Significant losses at Jaguar, Ford's luxury vehicle company, are dragging back efforts to restore the world's second-largest carmaker to profitability.
Ford yesterday reported a third-quarter net loss of $326m (£210m), substantially lower than the $692m of a year earlier, after taking a hit of $525m on the loss-making sale of its British repair arm Kwik-Fit and other non-core units.
Jaguar and Volvo, the Swedish car company, helped produce sharply increased losses at Ford's European operations which went $121m into the red, compared with a loss of $24m a year earlier.
Ford executives refused to quantify the deficit at Jaguar but said the increased overall losses in Europe were due to higher marketing costs at Jaguar and Volvo, and higher product costs at the former.
The problems at Jaguar, where 400 jobs are being cut and a four-day week imposed at its Halewood plant near Liverpool, have arisen despite sales being up more than 50% so far this year.
Nick Scheele, Ford president and former Jaguar chairman, said Jaguar stocks had been too high at the start of the year and there had been a substantial number of model launches at it and other companies within Ford's premier automotive group. This includes Land Rover and Aston Martin.
Ford has also been forced to delay the launch of its Jaguar XJ saloon which has an all-aluminium body and was due to go on sale this summer. "Instead of shipping 8,000-10,000 units a quarter we are not shipping any," Mr Scheele said, pointing to a January launch.

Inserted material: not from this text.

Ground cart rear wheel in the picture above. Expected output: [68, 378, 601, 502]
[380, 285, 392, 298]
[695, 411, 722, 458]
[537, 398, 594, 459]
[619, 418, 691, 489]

Both Mr Scheele and Allan Gilmour, chief financial officer, insisted that Jaguar's problems were temporary but admitted that Ford was being forced to scale back the rapid growth of its premium brands.
Ford, which lost $5.45bn last year, is in the throes of a "revitalisation" plan inaugurated by chairman and chief executive Bill Ford in January. This involves 35,000 job losses, mainly in North America, and plant closures.
Mr Ford told analysts that the plan was working. "We are gaining momentum and will meet or exceed all the targets we have set ourselves ... We are now going to increase our sense of urgency and accelerate our cost-cutting efforts."
Ford failed to convince investors, despite reporting a higher than expected operating profit of $220m and promising a "slight" profit for the full year.
Investors and credit rating agencies remain worried about the pace of the restructuring, a 15% decline in returns on its US pension fund assets which doubled the fund's shortfall to $6.5bn in a single quarter and aggressive price-cutting in the US and Europe.
· Union leaders yesterday voiced concerns about jobs at a Vauxhall engine plant after failing to win assurances about its long-term future.
Work on the V6 engine at Ellesmere Port in Cheshire will run out at the end of 2004 and there are no guarantees about the future, according to union officials, who met company managers yesterday.
Roger Lyons, joint general secretary of Amicus, said: "The Vauxhall workers at Ellesmere Port deserve to know their future." A Vauxhall spokesman said production at the plant would remain unchanged for the "foreseeable future".